Alexander di Capri als Pilatus hat mich positiv überrascht. Gut, „Pilate‘s Dream“ war keine Glanzleistung. Diese weichen, gefühlvollen Lieder sind nicht Seins, und ich mag es auch nicht, wenn er die Vokale so unnatürlich in die Länge zieht. Beeindruckt war ich bei „Jesus and Pilate“. Sehr intensives Schauspiel zwischen ihm und dem am Boden liegenden Jesus. Man sah seinem Pilatus an, daß es ihn innerlich fast zerrissen hat, Jesus zum Tod verurteilen zu sollen. Und wie er fieberhaft nach einem Ausweg gesucht, Jesus fast angebettelt hat, ihm doch einen Grund zu geben, ihn nicht kreuzigen zu müssen.

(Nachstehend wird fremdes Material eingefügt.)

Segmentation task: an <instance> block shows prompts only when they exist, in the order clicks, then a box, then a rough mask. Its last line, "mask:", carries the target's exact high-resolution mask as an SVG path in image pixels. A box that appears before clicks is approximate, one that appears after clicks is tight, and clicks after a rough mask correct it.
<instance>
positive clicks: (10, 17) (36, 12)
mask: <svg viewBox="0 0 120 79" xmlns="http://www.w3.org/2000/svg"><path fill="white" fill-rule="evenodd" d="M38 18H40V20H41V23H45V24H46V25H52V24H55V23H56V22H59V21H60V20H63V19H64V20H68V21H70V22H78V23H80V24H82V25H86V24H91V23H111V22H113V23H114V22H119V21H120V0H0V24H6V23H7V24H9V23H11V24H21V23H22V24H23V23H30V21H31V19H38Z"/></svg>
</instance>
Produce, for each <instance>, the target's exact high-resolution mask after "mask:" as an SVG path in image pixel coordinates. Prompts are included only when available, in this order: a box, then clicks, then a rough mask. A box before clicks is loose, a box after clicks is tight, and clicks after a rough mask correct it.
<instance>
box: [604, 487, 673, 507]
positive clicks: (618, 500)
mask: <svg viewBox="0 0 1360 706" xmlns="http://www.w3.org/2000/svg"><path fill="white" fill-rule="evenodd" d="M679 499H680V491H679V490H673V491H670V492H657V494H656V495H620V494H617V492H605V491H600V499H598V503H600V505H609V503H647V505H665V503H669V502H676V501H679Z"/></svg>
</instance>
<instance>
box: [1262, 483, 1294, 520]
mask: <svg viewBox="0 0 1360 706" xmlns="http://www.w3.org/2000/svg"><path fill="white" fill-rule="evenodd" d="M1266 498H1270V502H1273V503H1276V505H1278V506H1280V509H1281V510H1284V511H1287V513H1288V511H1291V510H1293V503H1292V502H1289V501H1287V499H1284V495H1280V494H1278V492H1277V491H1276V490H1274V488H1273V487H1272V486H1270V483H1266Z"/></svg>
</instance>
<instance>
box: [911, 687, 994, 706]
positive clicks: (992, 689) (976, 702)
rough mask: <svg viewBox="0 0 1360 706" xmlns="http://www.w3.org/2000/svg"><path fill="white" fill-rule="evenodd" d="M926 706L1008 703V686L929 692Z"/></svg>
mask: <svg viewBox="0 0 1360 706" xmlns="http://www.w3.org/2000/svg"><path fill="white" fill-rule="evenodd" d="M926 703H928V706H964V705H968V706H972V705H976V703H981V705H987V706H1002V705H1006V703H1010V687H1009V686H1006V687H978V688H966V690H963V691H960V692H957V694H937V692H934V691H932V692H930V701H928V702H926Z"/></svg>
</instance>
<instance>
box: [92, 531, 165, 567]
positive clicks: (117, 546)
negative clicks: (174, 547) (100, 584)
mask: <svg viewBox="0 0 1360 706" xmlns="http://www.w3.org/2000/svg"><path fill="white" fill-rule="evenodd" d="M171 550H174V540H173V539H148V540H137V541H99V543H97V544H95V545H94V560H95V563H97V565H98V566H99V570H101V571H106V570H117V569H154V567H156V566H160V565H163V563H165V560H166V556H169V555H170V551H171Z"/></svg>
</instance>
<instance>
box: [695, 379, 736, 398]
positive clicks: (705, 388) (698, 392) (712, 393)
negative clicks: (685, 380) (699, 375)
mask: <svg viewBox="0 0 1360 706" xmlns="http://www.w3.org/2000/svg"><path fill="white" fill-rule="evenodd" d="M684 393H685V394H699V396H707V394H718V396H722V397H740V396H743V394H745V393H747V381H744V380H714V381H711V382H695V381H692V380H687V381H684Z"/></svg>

Rob Fowler hat als Simon Zelotes wie erwartet die Bühne gerockt. Eine tolle Stimme, für die es verdientermaßen den zweitgrößten Applaus gab. Völlig konträr dagegen sein Annas, den ich schon für seine arrogante Haltung und seinen blasierten Gesichtsausdruck einfach nur gerne geschüttelt und von der Bühne geworfen hätte.
(Bemerkung am Rande: Ich fand es sehr cool, daß Drew, der weiter hinten auf der Bühne stand, die ganze Zeit mitgerockt ist. Bei ihm merkt man einfach, daß Musik sein Leben ist.)
Dennis Kozeluh als Kaiphas sah mit dunkler Sonnenbrille und Ledermantel aus, als wäre er direkt aus Matrix entsprungen. Und die Tiefe seiner Stimme ist schon sehr beeindruckend.
Drew Sarich als Jesus Christus oder: Wie kann ein Mensch nur *so* singen? Viel zitiert, deswegen aber nicht weniger wahr: Drew Sarich spielt die Rolle des Jesus nicht, er lebt sie. In jeder Sekunde, mit jedem Blick, mit jedem Ton und mit jeder Geste. Es schmerzt, wenn er nach seiner Verhaftung die am Rücken „gebundenen“ Hände löst, um zu singen, und sie selber keine Sekunde später so unbarmungslos wieder zurückreißt, als würden zwei Wärter hinter ihm stehen. Er ist sich auch nicht zu schade dafür, mit dem Gesicht am Boden zu liegen - gedemütigt, verspottet und geschlagen.
Dieser Jesus ist auch nicht der strahlende, perfekte Messias, der zwar am Ölberg mal kurz zweifelt, sich aber ansonsten willig in sein Schicksal fügt. Drew‘s Jesus hat viele Facetten: Er liebt, hofft und vergibt. Aber er ist auch voller Wut, Zorn und Angst und in manchen Szenen verdammt selbstgefällig.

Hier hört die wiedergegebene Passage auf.